The brown and white English spaniel sits erect on the broad green lawn. Elijah, trotting along beside me, halts, stares, and sniffs the air. My black lab and I look at the dog sitting still as stone. He wears a small box at his throat. Elijah has seen stone dogs before and stone rabbits too. Once he went up to sniff a stone deer standing in someone’s front yard and barked and barked at it. Giant inflatable Halloween yard ornaments, jiggling and bowing in the wind, scare the wits out of him.
Elijah scents the air again, nostrils dilating, inhaling the meaning of this mystery. Then he tilts his head, wags his tail, tugs at the leash. This dog is not stone! Yet the spaniel remains still, forlorn before this large house on its immense, immaculate sweep of real estate, free of unsightly fences.
Elijah bows and barks. The dog sits, unmoving. I walk closer and say, “Hello, little dog. How are you today?” He gazes into my eyes with a soulful intelligence and silent pleading, which take my breath away. When I speak again, he replies in a whimpering yelp.

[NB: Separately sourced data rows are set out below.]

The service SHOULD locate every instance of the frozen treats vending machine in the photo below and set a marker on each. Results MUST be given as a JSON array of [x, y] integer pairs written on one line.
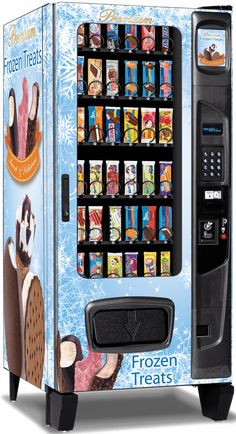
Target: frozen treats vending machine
[[117, 202]]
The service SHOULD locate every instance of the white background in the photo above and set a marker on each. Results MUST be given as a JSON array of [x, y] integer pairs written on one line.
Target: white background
[[141, 411]]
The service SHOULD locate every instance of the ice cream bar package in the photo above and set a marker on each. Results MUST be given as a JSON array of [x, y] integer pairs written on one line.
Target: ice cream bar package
[[131, 37], [131, 264], [130, 125], [81, 41], [80, 75], [112, 36], [130, 170], [148, 38], [148, 177], [165, 178], [114, 265], [149, 223], [80, 124], [165, 33], [95, 122], [95, 76], [81, 217], [150, 264], [131, 77], [95, 177], [165, 125], [80, 263], [95, 265], [95, 40], [148, 119], [115, 223], [112, 177], [112, 124], [80, 176], [149, 86], [165, 263], [131, 223], [112, 77], [165, 78], [165, 223], [95, 223]]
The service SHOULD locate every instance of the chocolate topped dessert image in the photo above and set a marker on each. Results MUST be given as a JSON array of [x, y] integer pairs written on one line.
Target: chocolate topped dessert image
[[11, 299], [23, 301], [69, 352], [25, 232], [23, 123], [32, 120], [13, 124]]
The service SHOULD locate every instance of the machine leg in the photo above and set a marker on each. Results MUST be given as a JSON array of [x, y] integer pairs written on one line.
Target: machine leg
[[61, 409], [215, 400], [14, 385]]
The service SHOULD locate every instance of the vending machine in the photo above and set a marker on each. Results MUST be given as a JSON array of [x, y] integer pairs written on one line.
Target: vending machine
[[117, 202]]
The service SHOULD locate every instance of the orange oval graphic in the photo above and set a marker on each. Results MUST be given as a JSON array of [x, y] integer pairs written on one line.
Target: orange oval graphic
[[23, 170]]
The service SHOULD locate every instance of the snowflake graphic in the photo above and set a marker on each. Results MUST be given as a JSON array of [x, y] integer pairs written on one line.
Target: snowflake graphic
[[66, 129]]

As Elijah and I move on, the pup rises and silently follows us along the line of his invisible fence.
Anymore, I have less and less stomach for keeping things in cages – dogs, rabbits, people, theories, truth, God. They won’t stay anyway. When you force them to remain, they wilt, turn gray, and whimper.
Do you see something or someone wilting and whimpering around you, or in yourself? What does it mean for you to release the captives?
Great posting, Loretta and a wonderful analogy. Poor doggie.